Marc Lamont Hill at United Nations
Marc Lamont Hill at United NationsUnited Nations

Former CNN contributor Professor Marc Lamont Hill accused mainstream liberal American news outlets such as NBC and ABC of being "Zionist organizations."

Hill made the comments during a panel on “embedding Palestinian rights in the 2020 agenda” at the annual Netroots Nation summit for progressive activists in Philadelphia on Friday.

“They’re like, I want to work for Fox, or I want to work for ABC or NBC or whoever. I want to tell these stories,” Hill said in response to a question about how young journalists can report about the Palestinian Arabs.

“You have to make choices about where you want to work. And if you work for a Zionist organization, you’re going to get Zionist content. And no matter how vigorous you are in the newsroom, there are going to be two, three, four, 17, or maybe one powerful person — not going to suggest a conspiracy — all news outlets have a point of a view. And if your point of view competes with the point of view of the institution, you’re going to have challenges.”

T-shirts were sold at the summit presenting "Zionism" as a force to be resisted along with racism, sexism, homophobia, anti-Semitism, and other forms of bigotry.

Anti-Defamation League CEO Jonathan Greenblatt slammed the t-shirts as anti-Semitic.

"Zionism is nothing like white supremacy. Anyone who offensively claims Zionism is a white supremacist project is ignorant of the tremendous diversity of modern Israel and seeks to negate the millennia-old connection of Jews to the Land of Israel,” Greenblatt told Jewish Insider.

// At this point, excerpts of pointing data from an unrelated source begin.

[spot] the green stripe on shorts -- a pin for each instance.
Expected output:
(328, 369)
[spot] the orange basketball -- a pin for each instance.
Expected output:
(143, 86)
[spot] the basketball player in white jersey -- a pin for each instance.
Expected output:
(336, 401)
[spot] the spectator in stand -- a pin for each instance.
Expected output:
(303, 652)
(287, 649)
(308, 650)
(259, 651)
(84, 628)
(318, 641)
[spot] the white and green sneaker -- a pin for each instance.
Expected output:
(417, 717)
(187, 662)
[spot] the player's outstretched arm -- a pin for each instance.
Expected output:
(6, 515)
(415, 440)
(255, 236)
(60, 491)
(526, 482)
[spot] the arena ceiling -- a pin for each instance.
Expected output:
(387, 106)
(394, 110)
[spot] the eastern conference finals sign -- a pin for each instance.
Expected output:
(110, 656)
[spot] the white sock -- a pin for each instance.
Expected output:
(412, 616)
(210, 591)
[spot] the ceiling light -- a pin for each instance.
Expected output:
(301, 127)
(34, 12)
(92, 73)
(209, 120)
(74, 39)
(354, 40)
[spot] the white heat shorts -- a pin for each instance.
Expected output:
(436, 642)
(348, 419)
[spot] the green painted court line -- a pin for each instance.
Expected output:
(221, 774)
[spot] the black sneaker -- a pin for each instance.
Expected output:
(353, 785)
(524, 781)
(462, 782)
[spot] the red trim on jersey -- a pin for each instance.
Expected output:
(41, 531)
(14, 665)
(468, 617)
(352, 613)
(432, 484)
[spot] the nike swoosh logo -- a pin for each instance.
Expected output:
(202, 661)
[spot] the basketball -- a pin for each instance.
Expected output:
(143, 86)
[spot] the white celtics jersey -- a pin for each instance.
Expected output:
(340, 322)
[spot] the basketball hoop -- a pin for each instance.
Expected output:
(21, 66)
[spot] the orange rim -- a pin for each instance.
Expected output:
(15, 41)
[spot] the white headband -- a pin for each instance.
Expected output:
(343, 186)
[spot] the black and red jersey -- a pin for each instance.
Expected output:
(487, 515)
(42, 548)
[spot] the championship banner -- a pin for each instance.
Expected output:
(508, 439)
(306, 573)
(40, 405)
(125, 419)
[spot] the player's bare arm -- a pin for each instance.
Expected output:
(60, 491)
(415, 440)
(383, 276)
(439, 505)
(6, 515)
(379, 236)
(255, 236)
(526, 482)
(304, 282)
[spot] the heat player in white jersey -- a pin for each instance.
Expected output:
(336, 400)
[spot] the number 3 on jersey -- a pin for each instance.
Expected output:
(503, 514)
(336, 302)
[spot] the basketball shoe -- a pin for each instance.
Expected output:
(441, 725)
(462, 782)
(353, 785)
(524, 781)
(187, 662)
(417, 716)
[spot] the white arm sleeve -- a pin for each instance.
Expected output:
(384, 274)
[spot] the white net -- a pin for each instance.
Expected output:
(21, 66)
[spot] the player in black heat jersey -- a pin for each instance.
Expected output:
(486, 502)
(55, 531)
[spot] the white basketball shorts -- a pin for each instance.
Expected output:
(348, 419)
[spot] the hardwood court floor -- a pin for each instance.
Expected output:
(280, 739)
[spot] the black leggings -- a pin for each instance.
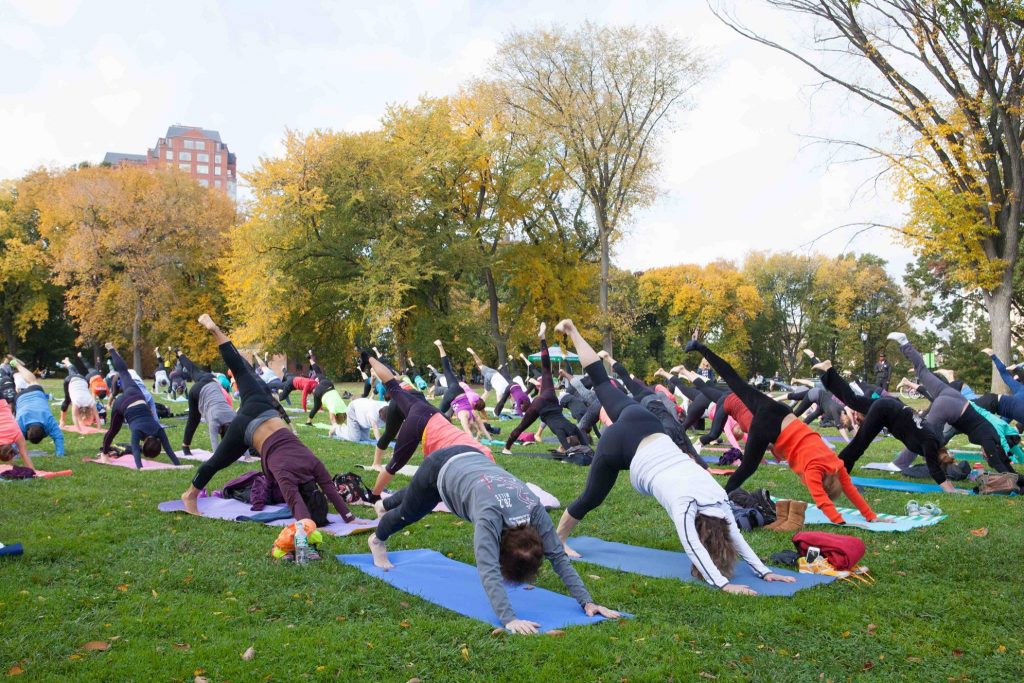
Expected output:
(631, 425)
(256, 400)
(766, 423)
(544, 399)
(418, 500)
(454, 388)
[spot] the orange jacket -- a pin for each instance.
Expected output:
(812, 460)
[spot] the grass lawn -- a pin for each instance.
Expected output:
(177, 597)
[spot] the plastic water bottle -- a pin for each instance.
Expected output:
(301, 544)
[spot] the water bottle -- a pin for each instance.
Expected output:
(301, 543)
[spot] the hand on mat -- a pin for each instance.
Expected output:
(778, 577)
(522, 627)
(594, 609)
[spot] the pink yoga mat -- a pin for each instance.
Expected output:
(229, 509)
(81, 430)
(129, 462)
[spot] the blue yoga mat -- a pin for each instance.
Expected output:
(670, 564)
(895, 484)
(12, 549)
(456, 586)
(899, 523)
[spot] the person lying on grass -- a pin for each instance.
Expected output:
(698, 506)
(512, 532)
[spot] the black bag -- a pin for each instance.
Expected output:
(315, 501)
(759, 500)
(352, 489)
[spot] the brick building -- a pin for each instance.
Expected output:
(198, 152)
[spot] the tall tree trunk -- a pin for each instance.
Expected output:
(10, 340)
(602, 229)
(501, 343)
(136, 337)
(997, 302)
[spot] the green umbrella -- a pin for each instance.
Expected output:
(556, 354)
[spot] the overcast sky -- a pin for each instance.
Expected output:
(85, 78)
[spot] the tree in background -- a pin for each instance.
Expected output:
(601, 96)
(128, 243)
(951, 75)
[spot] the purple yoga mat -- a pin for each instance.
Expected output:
(229, 509)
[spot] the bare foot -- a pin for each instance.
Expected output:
(190, 502)
(379, 551)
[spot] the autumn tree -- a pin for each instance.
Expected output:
(132, 245)
(25, 276)
(601, 96)
(950, 73)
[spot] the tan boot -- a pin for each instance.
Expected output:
(795, 520)
(781, 514)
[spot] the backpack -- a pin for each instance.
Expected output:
(315, 501)
(351, 487)
(997, 482)
(759, 501)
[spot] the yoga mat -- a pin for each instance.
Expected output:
(81, 430)
(408, 470)
(885, 467)
(456, 586)
(201, 456)
(670, 564)
(11, 550)
(40, 474)
(902, 522)
(147, 465)
(895, 484)
(230, 509)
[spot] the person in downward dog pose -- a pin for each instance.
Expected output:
(546, 407)
(697, 505)
(512, 532)
(147, 436)
(258, 425)
(887, 413)
(78, 394)
(771, 422)
(949, 407)
(411, 419)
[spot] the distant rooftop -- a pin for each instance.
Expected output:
(115, 158)
(176, 131)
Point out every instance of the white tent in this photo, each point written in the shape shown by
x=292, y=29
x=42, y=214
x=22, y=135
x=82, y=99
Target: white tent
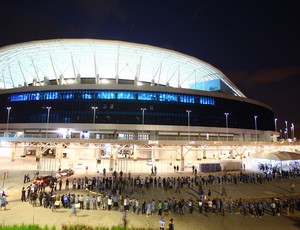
x=278, y=156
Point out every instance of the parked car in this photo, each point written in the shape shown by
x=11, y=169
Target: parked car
x=44, y=180
x=65, y=172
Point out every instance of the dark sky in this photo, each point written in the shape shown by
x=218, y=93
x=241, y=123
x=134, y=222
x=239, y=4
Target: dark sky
x=255, y=43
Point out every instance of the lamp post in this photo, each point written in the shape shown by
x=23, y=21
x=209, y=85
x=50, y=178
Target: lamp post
x=94, y=118
x=287, y=132
x=8, y=113
x=48, y=113
x=226, y=117
x=188, y=112
x=292, y=131
x=280, y=133
x=255, y=118
x=143, y=121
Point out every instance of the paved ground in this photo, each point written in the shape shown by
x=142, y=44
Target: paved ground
x=22, y=212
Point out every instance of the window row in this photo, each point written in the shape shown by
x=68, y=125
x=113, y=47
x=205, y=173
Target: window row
x=112, y=95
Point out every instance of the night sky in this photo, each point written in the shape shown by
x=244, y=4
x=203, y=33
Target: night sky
x=256, y=44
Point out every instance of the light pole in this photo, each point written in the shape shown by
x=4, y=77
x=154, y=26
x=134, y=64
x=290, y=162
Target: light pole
x=143, y=121
x=292, y=131
x=255, y=118
x=8, y=113
x=280, y=133
x=94, y=118
x=188, y=112
x=48, y=113
x=287, y=132
x=226, y=116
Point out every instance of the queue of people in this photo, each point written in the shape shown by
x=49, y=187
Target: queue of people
x=106, y=193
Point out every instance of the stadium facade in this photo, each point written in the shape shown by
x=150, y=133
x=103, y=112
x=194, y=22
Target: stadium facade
x=125, y=95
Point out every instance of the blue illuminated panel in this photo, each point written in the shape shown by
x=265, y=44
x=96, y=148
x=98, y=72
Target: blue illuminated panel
x=113, y=95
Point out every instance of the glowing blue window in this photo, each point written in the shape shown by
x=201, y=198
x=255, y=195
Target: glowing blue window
x=125, y=95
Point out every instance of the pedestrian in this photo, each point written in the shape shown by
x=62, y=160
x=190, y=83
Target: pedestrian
x=224, y=191
x=3, y=201
x=292, y=187
x=209, y=193
x=23, y=195
x=124, y=218
x=73, y=209
x=161, y=224
x=171, y=224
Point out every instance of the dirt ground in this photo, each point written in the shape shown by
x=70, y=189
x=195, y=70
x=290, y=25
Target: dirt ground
x=18, y=212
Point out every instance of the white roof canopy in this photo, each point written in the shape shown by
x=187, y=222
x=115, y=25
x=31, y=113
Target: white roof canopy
x=25, y=63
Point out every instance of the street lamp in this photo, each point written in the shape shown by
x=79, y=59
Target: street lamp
x=280, y=133
x=188, y=111
x=226, y=116
x=275, y=121
x=292, y=131
x=255, y=118
x=143, y=121
x=94, y=117
x=8, y=113
x=287, y=132
x=48, y=113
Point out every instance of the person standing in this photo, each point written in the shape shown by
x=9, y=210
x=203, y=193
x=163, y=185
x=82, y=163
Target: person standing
x=73, y=209
x=23, y=195
x=161, y=224
x=292, y=187
x=171, y=224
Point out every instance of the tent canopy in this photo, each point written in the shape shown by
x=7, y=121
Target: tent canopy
x=278, y=156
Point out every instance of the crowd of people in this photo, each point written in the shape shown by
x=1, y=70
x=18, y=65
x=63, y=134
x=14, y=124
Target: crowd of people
x=107, y=193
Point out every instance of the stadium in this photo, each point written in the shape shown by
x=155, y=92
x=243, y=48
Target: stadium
x=117, y=105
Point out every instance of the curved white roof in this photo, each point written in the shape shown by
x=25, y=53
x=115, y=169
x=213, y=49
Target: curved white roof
x=66, y=60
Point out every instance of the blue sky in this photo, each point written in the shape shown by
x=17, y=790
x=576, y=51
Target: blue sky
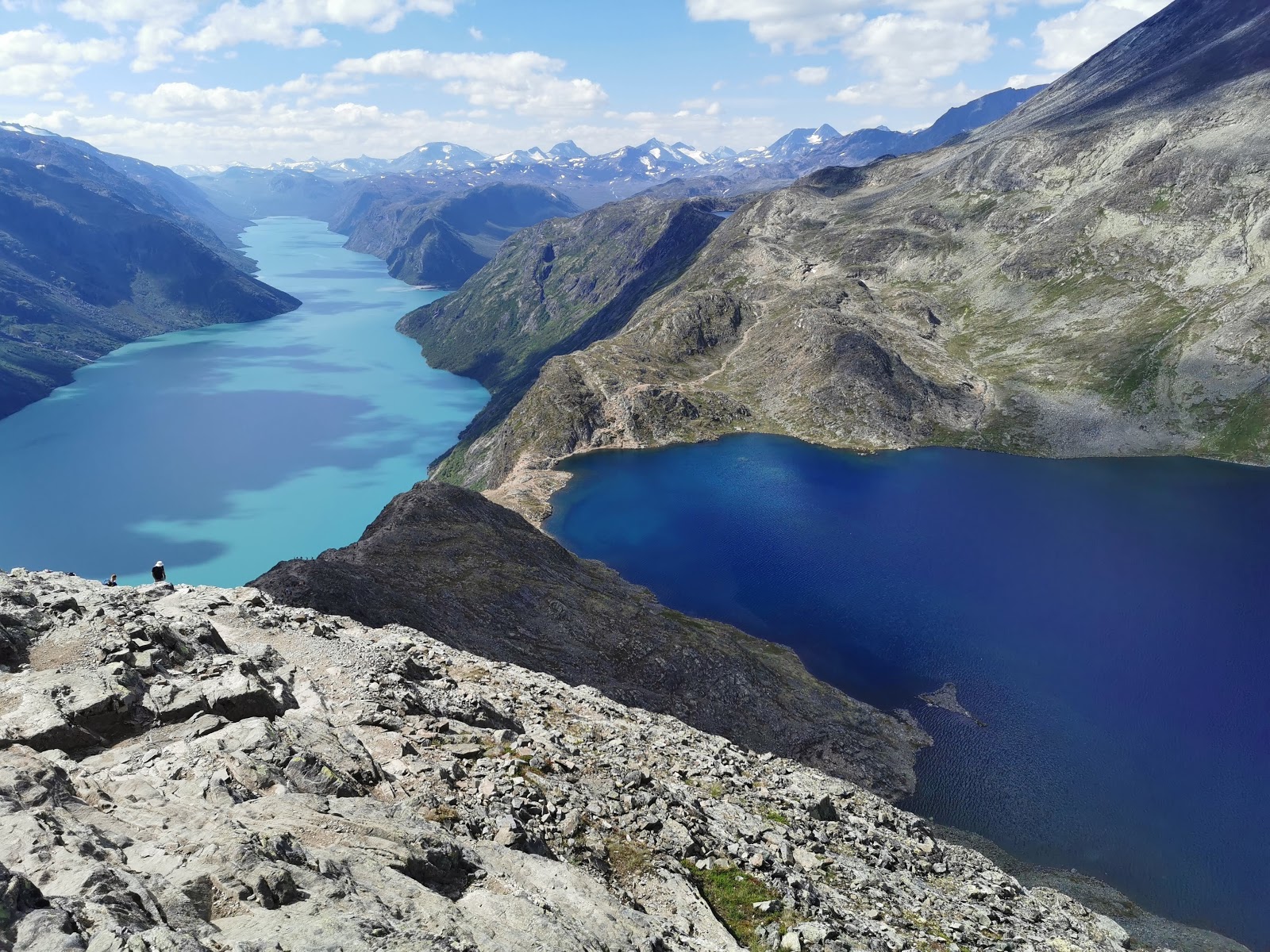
x=260, y=80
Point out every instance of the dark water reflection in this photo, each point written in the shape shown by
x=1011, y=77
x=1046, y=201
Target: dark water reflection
x=1106, y=617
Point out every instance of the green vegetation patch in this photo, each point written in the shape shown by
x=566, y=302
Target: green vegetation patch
x=732, y=895
x=628, y=858
x=1246, y=433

Another speaker at the panel, George Mason University Professor Noura Erekat, said of the Arab-Israeli conflict that "the whole land is occupied" and that those “still having conversations about a two-state solution are either ignorant or malicious.”

Hill, a longtime anti-Israel activist, was fired from his position at CNNlast fall after he called for a "free Palestine from the River to the sea" at the United Nations.

In May, Hill suggested that Mizrachi Jewish identity was a Zionist invention designed "as a means of detaching them from Palestinian identity.”

Hill took to Twitter to deny that his comments constituted an anti-Semitic conspiracy theory.

"The idea of “Jewish controlled media” is an anti-Semitic narrative that I wholly and unequivocally reject. My instinct is to ignore this, but I care too much about the subject to do so," Hill wrote.

"First, I told the student that if they wanted to do radical work, they may not be able to so inside a mainstream outlet. Then I said, as an example, that you can’t do anti-Zionist work inside a Zionist org. I specifically said that there is NOT a conspiracy of media control. More broadly, I consistently say and firmly believe that we can critique policy and practice. But we can never support, implicitly or explicitly, any forms of anti-Semitism. Including long-standing and harmful narratives," he concluded.